Опять я вспоминаю об этом… Дурная голова! Я клялся, я не хотел, я…

Глава третья

Марков стоял на склоне высокого холма и завороженно провожал взглядом выстрелы артиллерии, походившие на искры горящих поленьев в печи. Ледяной ветер завывал в полумертвом лесу, что раскинулся под ногами, запутываясь в черствых сучьях и создавая жуткую симфонию, омрачавшую печального Маркова. На Ново-Московье опустилась ненавистная ночь. Он слышал тысячи историй о том, что светло в столь недружелюбных краях практически не бывает. Гигантские трубы бездушных производств непрестанно исторгали копоть ввысь, застилая небо едкими выбросами. И какого черта Белые тут забыли, спрашивается? Свет Москвы, улицы которой вскоре обагрятся кровью пылающих страхом и злобой солдат, едва доходил до глаз Маркова. Долгожданный захват города, что стал последним оплотом врага, поставит точку в затяжной войне, до одури опостылевшей каждому. Чертово Ново-Московье не раз виделось Маркову в кошмарных снах – штурм города превратился в навязчивую идею. Все, от младших до старших чинов, газеты, радио и кинофильмы трубили о том, что уничтожение Москвы – святой долг Белого движения, воля бога, чьими устами говорил Император. И бесконечное варево мозга в котле пропаганды сделало работу на ура. Высоченные трубы, неприступные стены и люди, засевшие внутри, вызывали у Маркова тошноту. Город вскоре перестанет существовать, и все эта мерзость сгинет в пекле навсегда. Белые растопчут любое сопротивление, попляшут на руинах грешной Гоморры, выросшей на костях Мира, словно сорняк.

Длинные полы плаща Маркова шумно развевались в такт потокам ледяного воздуха, что дул прямо в лицо. Одеяние, будто пресытившись тяжелыми раздумьями человека, решило помочь хозяину. Оно не боялось предстоящего сражения и шептало Маркову неведомую истину, нависшую тяжким бременем. И только внемля шуршанию дубленой кожи, белый офицер мог преодолеть сомнения, терзавшие разум. Но на горе Маркова, он погрузился в запутанные лабиринты мыслей и не ощущал себя во времени. Он воссоединился с Пустотой, что окружила белые войска и придавала солдатам сил, и утонул в бессознательном. Марков находился сразу во всех эпохах – прошлом, настоящем, грядущем. Он видел развилки чужих судеб в огромной реке времени, но итог собственного рока оказался скрыт за непроницаемым полотном. Не спавшего почти трое суток офицера раздирали тягостные ощущения и тревога, Марков стоял, чуть покачиваясь от сильных порывов ветра, и пытался сосредоточиться. Он смотрел со склона вниз и грезил о том, чтобы сбросить дурные чувства прямо в темную пропасть под собой. Но Марков был привязан к душевным мукам навечно. Пытки сознания закончатся, лишь когда офицер сделает последний медленный вдох и тихо выпустит теплый пар из носа. Бремя, что нес Марков, нельзя сбросить или кому-то передать. Оно приковано к плоти намертво, отодрать его можно, только спустив с Маркова шкуру.

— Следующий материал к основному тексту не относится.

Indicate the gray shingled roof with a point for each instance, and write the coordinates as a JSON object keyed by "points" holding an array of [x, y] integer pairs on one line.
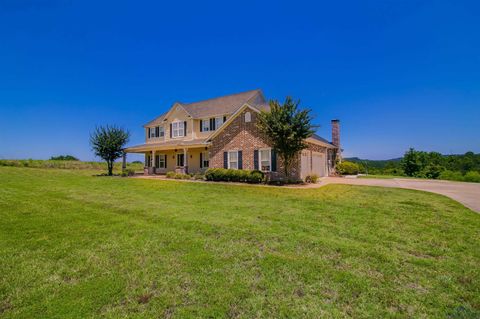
{"points": [[169, 143], [223, 105], [319, 138]]}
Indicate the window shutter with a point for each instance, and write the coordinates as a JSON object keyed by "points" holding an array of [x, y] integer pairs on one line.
{"points": [[255, 159], [240, 161], [274, 160]]}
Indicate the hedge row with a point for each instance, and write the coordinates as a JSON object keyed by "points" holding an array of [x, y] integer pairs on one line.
{"points": [[234, 175]]}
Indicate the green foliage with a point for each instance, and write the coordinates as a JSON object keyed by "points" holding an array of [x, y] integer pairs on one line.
{"points": [[472, 176], [74, 165], [412, 162], [432, 171], [234, 175], [108, 142], [174, 175], [63, 158], [420, 164], [451, 176], [312, 178], [286, 127], [347, 168], [198, 176], [127, 172], [170, 174]]}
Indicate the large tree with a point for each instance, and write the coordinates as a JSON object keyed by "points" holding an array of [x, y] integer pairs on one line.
{"points": [[286, 127], [108, 142]]}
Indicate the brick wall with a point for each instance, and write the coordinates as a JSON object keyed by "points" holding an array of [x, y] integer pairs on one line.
{"points": [[245, 136], [239, 135]]}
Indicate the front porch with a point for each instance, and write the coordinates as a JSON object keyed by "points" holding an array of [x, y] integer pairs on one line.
{"points": [[184, 160]]}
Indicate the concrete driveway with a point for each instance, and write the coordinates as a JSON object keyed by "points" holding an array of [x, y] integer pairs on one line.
{"points": [[466, 193]]}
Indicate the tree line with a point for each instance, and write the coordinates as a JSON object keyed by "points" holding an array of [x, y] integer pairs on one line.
{"points": [[420, 164]]}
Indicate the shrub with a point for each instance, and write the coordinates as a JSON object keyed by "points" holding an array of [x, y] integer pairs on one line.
{"points": [[432, 171], [256, 177], [63, 158], [311, 178], [472, 176], [451, 176], [233, 175], [199, 176], [348, 168], [127, 172]]}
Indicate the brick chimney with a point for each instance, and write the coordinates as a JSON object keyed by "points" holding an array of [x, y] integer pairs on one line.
{"points": [[336, 133]]}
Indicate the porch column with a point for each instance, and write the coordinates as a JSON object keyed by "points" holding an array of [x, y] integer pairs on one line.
{"points": [[185, 164]]}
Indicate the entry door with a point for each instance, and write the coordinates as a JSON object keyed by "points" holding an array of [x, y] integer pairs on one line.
{"points": [[181, 160], [318, 164]]}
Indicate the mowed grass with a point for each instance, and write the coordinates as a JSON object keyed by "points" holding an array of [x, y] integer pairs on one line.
{"points": [[77, 246]]}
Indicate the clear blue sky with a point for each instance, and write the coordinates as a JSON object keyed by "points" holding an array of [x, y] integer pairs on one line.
{"points": [[396, 73]]}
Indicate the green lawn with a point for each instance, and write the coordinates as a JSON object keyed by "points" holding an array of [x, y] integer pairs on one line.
{"points": [[382, 176], [77, 246]]}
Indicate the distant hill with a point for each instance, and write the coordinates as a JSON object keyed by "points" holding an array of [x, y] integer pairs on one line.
{"points": [[375, 163]]}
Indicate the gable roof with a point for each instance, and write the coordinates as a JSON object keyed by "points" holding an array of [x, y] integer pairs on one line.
{"points": [[218, 106], [318, 138], [227, 104]]}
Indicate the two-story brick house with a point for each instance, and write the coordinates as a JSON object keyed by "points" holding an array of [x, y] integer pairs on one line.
{"points": [[222, 132]]}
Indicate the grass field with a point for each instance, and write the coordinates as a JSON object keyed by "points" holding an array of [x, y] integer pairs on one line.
{"points": [[77, 246]]}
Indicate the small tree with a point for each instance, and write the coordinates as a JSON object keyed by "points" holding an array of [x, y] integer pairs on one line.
{"points": [[286, 127], [108, 142], [412, 162]]}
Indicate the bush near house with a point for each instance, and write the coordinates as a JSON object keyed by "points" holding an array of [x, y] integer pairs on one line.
{"points": [[63, 158], [234, 175], [312, 179], [348, 168]]}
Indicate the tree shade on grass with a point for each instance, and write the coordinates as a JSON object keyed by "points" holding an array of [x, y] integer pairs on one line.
{"points": [[73, 245]]}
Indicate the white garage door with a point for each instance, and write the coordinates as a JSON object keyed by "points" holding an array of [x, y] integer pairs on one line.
{"points": [[313, 163]]}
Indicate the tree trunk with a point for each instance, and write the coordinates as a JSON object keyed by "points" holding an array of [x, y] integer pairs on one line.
{"points": [[110, 168], [286, 168]]}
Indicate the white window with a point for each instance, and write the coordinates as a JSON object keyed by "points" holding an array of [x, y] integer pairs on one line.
{"points": [[265, 159], [218, 122], [206, 125], [205, 159], [161, 161], [178, 129], [180, 159], [233, 159]]}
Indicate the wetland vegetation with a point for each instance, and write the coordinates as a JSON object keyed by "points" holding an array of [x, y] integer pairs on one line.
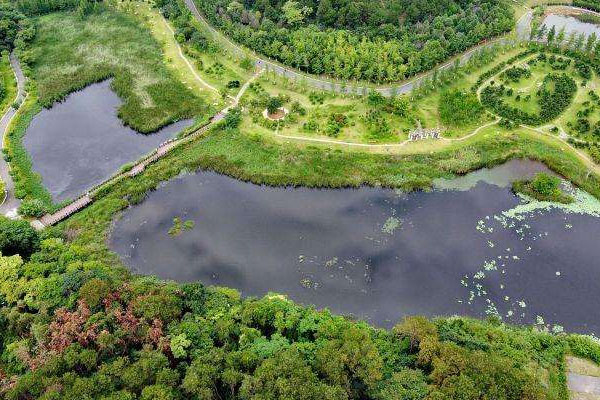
{"points": [[76, 322]]}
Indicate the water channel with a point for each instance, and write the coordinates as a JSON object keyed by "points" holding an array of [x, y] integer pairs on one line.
{"points": [[471, 247], [80, 142]]}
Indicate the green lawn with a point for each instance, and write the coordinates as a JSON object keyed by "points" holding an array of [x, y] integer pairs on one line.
{"points": [[9, 83], [70, 53]]}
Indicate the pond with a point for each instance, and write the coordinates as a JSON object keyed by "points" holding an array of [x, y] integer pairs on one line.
{"points": [[80, 142], [470, 247], [571, 24]]}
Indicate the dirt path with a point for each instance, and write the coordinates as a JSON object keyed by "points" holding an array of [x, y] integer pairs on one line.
{"points": [[184, 58], [10, 204], [164, 149], [583, 379], [522, 29]]}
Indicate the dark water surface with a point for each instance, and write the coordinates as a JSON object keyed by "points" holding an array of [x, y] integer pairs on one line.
{"points": [[571, 24], [80, 142], [374, 253]]}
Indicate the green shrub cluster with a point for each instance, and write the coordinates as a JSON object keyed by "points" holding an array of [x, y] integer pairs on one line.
{"points": [[73, 326], [500, 66], [458, 108], [551, 102], [543, 187]]}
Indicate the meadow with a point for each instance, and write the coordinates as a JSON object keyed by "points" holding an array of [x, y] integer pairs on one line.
{"points": [[69, 53]]}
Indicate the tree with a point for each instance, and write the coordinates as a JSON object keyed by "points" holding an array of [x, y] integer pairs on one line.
{"points": [[551, 35], [591, 41], [273, 104], [541, 32], [18, 237], [233, 118], [560, 38], [293, 13], [287, 376]]}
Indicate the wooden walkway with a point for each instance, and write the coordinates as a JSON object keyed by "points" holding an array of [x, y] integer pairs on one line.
{"points": [[139, 167], [51, 219]]}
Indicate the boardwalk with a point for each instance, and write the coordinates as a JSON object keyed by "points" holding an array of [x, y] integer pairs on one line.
{"points": [[139, 167], [10, 204], [51, 219]]}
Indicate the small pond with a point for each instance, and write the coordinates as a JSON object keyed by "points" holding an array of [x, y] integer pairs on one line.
{"points": [[471, 247], [80, 142], [571, 24]]}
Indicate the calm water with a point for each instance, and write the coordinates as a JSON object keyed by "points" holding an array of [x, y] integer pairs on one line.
{"points": [[373, 253], [571, 24], [80, 142]]}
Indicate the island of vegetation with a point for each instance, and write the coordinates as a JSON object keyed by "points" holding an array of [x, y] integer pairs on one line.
{"points": [[76, 324], [543, 187]]}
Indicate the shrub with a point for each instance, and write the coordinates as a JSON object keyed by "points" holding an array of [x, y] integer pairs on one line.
{"points": [[458, 108], [18, 237], [32, 208]]}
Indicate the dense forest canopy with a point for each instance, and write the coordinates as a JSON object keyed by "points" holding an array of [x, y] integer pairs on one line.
{"points": [[74, 325], [378, 41]]}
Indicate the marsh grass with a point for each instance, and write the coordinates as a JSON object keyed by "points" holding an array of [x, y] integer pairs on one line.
{"points": [[7, 82], [70, 53]]}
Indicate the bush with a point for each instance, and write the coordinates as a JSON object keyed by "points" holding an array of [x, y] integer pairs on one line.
{"points": [[32, 208], [458, 108], [543, 187], [18, 237]]}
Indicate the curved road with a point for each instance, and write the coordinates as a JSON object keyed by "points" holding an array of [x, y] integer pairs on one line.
{"points": [[10, 204], [522, 29]]}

Тяжело вздохнув, Марков потер глаза. Странный туман окружал его. Он пьян? Да, вероятно. В палатке, где он сидел с друзьям, Марков только и делал, что пил и вдыхал дым. Во рту ощущалось противное послевкусие от сивухи. Убивать красных придется с разодранным от дешевого пойла горлом. Прижав сложенный кулак к груди, Марков прищурился и вновь посмотрел на десятиметровые стены Москвы, бросая молчаливый вызов неприступным истуканам, что простирались на неимоверное расстояние.

Это должно закончиться. Я правда устал.

– Господин штабс-капитан, разрешите обратиться? – неожиданно послышалось сзади.

Маркова силой вырвали из неясности. Офицер обернулся, не понимая, что происходит. Стеклянные глаза не сразу приметили мальчишку-рядового, который осмелился прервать думы о вечном.

– Вас это… Вас вызывают обратно в ваш штаб… – испуганно протараторил паренек.

Марков не отрываясь смотрел на юношу, что стоял неестественно прямо. Он глядел сквозь Маркова, будто не замечая присутствия офицера. Штабс-капитан в любимой манере хотел было накричать на паренька, но поубавил пыл и усмехнулся:

ШтабТак теперь наш кабак называется?

Разрешите удалиться?

– Скажи, рядовой, за что ты воюешь?

За царя, веру, отечество! – будто пораженный молнией парень отбарабанил опостылевший девиз и прижал кулак к груди.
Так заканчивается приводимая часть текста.